Apple Inc. will scan photos on select iPhone and iPad to hunt ‘Child Abuse’ imagery: Is it a privacy nightmare or excessive surveillance?

Apple Inc. Scan CSAM iPhone iPad
Apple Inc. will initiate automated scans on select iOS and iPadOS devices to search for CSAM. Pic credit: Pabak Sarkar/Flickr

Apple Inc. has invariably ruffled a few more features with its latest policy. The company will automatically scan iPhones and iPads to hunt Child Sexual Assault Material (CSAM).

After upsetting nearly every tech giant, including Google and Facebook with its App Tracking Transparency (ATT), Apple Inc. may have upset several privacy advocates.

The hunt for CSAM will begin but only in the U.S:

Apple Inc. has confirmed it is working on a new feature that would go live in iOS 15 and iPadOS 15. The company will automatically go through the images or photos on select iPhone and iPad devices.

The company has confirmed that will scan the images only to hunt for images that definitively link to child abuse or exploitation. Technically speaking, Apple will automatically scan images on a user’s device to see if they match previously-identified CSAM content.

Simply put, Apple is going to great lengths to affirm that images have a specific set of digital identifiers. This method is quite common for cybersecurity companies dealing with sex trafficking.

Incidentally, there will be thousands of Apple iPhone and iPad devices which the company will not scan at all.

Apple Inc. will initiate automated scans only on those devices that have a child in the network. Simply put, if an iOS or iPadOS device isn’t linked to a family network as belonging to a child, Apple won’t scan them.

Apple device users who exchange content that is questionable in nature, would obviously be a part of the automated scans. Cybersecurity experts have always warned smartphone and internet users not to share sexual content.

As an extension of the abovementioned policy, Apple will ignore those devices that have no indicative signs of being involved in CSAM.

Lastly, the latest policy will come into effect only in the United States of America, for now. It is not clear if or when Apple will automatically start scanning devices outside America.

Apple Inc.’s new initiative goes a lot farther to protect children from predators who use digital communication tools:

Apple’s decision to automatically scan iPhone and iPad devices has several security experts and privacy advocates up in arms. The company may have noble intentions but its actions would obviously be a violation of privacy.
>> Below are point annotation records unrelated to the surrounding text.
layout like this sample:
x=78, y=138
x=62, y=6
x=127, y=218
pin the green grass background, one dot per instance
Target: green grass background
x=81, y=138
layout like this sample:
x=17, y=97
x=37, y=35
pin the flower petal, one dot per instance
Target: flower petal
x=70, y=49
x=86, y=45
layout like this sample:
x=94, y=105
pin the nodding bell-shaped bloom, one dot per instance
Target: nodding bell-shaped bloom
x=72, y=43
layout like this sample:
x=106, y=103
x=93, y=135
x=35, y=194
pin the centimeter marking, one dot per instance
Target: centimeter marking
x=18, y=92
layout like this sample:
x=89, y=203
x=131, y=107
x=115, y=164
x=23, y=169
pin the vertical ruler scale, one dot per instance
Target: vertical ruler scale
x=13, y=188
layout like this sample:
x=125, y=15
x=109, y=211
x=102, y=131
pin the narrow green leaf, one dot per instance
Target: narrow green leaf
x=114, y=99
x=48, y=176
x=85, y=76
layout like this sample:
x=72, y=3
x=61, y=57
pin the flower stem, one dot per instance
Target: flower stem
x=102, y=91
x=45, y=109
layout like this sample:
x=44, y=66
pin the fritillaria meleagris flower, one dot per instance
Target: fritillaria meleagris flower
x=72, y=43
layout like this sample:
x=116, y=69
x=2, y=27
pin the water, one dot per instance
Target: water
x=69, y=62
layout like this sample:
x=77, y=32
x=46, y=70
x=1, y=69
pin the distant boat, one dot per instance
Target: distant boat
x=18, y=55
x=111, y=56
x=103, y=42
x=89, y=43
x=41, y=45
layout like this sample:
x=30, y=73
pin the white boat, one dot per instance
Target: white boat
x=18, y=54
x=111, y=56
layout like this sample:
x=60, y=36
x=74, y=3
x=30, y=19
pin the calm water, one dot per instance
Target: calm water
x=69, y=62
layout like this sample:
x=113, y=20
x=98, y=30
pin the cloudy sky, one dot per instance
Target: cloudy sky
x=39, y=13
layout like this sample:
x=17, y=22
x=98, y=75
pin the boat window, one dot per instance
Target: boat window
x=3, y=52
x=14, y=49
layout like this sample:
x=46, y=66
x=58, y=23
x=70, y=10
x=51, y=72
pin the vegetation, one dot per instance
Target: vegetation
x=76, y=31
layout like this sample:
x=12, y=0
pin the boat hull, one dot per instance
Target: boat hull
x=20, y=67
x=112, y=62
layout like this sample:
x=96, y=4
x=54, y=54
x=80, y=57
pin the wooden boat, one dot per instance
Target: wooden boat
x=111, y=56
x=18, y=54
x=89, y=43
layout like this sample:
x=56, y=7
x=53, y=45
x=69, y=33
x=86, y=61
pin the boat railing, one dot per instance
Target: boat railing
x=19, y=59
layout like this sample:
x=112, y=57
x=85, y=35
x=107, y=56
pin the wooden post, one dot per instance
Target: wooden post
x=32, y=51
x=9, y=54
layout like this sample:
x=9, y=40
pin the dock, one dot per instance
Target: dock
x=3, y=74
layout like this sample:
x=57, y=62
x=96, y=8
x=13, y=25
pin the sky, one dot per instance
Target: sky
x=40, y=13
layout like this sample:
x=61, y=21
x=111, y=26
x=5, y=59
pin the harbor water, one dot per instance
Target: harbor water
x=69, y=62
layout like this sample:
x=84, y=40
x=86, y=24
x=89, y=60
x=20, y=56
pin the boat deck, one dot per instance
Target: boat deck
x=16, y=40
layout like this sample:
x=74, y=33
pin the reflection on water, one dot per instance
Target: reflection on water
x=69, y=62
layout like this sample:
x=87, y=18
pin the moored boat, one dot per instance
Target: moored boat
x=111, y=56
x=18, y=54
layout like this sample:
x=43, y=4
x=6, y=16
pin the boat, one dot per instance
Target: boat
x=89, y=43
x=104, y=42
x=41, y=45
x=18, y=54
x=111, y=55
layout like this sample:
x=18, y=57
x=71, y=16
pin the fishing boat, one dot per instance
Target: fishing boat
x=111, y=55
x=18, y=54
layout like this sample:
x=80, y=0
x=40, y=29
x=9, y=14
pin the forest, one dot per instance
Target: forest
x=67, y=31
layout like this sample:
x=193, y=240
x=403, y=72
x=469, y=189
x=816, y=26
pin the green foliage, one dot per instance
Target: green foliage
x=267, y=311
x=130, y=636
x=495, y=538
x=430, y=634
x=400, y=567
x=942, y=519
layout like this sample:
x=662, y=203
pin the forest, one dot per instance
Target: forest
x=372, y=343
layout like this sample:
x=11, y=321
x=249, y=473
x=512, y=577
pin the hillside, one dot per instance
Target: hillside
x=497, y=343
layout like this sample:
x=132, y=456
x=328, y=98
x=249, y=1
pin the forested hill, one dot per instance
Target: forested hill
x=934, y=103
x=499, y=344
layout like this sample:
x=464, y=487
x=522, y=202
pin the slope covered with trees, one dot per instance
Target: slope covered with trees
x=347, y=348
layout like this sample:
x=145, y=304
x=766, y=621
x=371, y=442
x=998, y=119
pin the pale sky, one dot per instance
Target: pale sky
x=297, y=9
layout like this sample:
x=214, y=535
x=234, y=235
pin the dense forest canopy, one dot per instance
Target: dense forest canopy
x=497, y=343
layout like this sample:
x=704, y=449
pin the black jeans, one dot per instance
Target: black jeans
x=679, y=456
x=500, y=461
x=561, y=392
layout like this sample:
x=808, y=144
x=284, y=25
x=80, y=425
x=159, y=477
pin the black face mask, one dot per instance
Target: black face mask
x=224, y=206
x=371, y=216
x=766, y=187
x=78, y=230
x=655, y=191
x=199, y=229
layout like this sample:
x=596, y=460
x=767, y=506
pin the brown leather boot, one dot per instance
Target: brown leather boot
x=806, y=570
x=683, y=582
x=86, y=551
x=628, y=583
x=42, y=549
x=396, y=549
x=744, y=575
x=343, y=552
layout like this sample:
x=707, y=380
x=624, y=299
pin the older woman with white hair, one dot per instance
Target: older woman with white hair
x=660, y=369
The CSAM-scanning feature doesn’t appear to be optional. Moreover, Apple will almost certainly include the same in iOS 15 and iPadOS 15 by default.

Simply put, as and when an iPhone and iPad updates for free and automatically, the CSAM-scanning feature will be embedded. And as with Apple devices, removing such system-level features is next to impossible.

Incidentally, Apple Inc. is going way beyond merely scanning photos to hunt for CSAM. Apple has reportedly added two systems that parents can optionally enable for children in their family network.

An on-device analysis in the Messages app can scan incoming and outgoing photos for material that might be sexually explicit. The iMessage app will automatically blur questionable content by default. An optional setting can also inform account-linked parents if their children have viewed the content.

Besides these features, Apple is pushing for better access to CSAM reporting mechanism. Apple’s Siri and Search platform will proactively bring up helpful resources if a user asks about reporting CSAM. The platforms will also caution anyone who attempts to search for CSAM.

Apple proactively prioritized protection from tracking by deploying a system-level security prompt. The ATT has already proved its success as more than 90 percent of Americans, have denied consent to being tracked.

Similarly, Apple could be proactively taking a stand against the omnipresent threat to young and vulnerable children who are increasingly turning to the Internet. While Apple Inc.’s intentions are certainly noble, automated scans of user data will, and already has, upset many.